Worried about COVID exposure at work? Some workers may be covered by existing worker’s comp policy.

Updated 3.22.20

The governors of New York, California, Illinois, Vermont and other states have commendably classified grocery store employees as emergency personnel to trigger the availability of childcare benefits as they serve and feed the citizenry. Similarly, employees involved in utility and infrastructure maintenance, sanitation workers, court personnel, postal & delivery services and employees of other designated “essential businesses” are also still reporting for duty to keep services available for the health, safety and welfare of the public.

For many workers, the risk of exposure to the coronavirus is simply part of the shared risk we all have by simply being in the country right now. But for workers who are intimately and routinely exposed to the risk of infection – health care workers in particular – contracting COVID-19 on the job means that the resulting treatment and any period of disability may be covered by existing workers’ compensation law.

(The federal Families First Cornonavirus Protection Act passed by Congress, effective April 2, 2020, appears to separately cover the cost of COVID-19 testing, and provides limited wage benefits for up to 14 weeks for some employees: but unlike workers’ compensation coverage, it does not cover the cost of subsequent treatment or any potential period of long term disability.)

If someone contracts COVID at work and dies as a result, their dependents may be eligible for long term, even lifetime wage replacement benefits


I am a healthcare worker. Am I covered?

Updated 3.22.20

New Hampshire’s worker’s compensation law defines an “occupational disease” as one “due to causes and conditions characteristic of and peculiar to the particular trade, occupation or employment.” Nurses, doctors and other healthcare workers including administrative staff who have routine exposure to COVID-19 positive patients means that any who contract the virus should have an uncontroversial workers’ compensation claim.


I am a grocery worker or employed by another “essential business.” Am I covered?

Updated 3.22.20

The question whether grocery story workers and other employees of “essential businesses” may have a valid workers’ compensation claim for contracting the coronavirus is more uncertain. It is certainly arguable that in the current environment, a Hannaford cashier’s exposure to coronavirus is “peculiar to the particular…employment.” The problem can be one of proof – how can one say that exposure to the virus happened at work rather than elsewhere?

The New Hampshire Supreme Court provides guidance here: where the cause of the injury is unknown, then the court applies what is called an “increased-risk” test. Under the increased-risk test, an employee may recover for an injury if she demonstrates that her injury resulted from a risk greater than that to which the general public is exposed. This can be shown either qualitatively or quantitatively.
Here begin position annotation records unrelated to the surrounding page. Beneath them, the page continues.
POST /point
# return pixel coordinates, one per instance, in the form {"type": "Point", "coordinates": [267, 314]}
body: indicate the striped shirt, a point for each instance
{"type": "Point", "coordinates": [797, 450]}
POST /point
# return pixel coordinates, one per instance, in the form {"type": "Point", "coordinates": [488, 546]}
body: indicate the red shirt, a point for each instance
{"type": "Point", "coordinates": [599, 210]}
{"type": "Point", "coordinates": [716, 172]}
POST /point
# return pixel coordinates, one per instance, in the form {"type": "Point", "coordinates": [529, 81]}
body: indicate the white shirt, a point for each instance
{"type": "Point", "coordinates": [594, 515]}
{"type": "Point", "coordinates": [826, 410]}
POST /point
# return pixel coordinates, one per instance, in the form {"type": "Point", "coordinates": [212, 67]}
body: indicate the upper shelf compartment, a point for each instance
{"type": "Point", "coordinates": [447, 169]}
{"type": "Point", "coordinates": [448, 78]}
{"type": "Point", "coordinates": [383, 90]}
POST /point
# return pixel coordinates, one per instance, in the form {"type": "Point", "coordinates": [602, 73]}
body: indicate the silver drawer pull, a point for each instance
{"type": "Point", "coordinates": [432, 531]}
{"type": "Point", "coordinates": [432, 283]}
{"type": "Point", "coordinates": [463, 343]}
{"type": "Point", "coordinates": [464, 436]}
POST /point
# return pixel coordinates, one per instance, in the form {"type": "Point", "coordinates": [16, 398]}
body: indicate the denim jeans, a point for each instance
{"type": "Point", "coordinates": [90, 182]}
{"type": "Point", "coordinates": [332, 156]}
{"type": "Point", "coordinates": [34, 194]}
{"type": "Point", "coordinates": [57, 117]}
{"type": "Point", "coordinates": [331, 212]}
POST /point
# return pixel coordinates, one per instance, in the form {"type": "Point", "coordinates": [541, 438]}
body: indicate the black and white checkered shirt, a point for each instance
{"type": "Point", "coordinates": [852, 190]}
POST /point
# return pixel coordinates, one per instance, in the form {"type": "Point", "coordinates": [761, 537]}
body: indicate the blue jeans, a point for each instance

Therefore, it may be the case that in the current environment, administrative office workers observing social distancing, or sanitation workers who simply operate the vehicle’s remote garbage collection arm and never leave the cab, are not exposed to the risk of contracting coronavirus any more than other members of the general public who drive to the store once a week to pick up groceries. But workers at that grocery store who are exposed to even sparser-than-usual crowds of people are nevertheless quantitatively exposed to more risk of picking up the virus than members of the general public.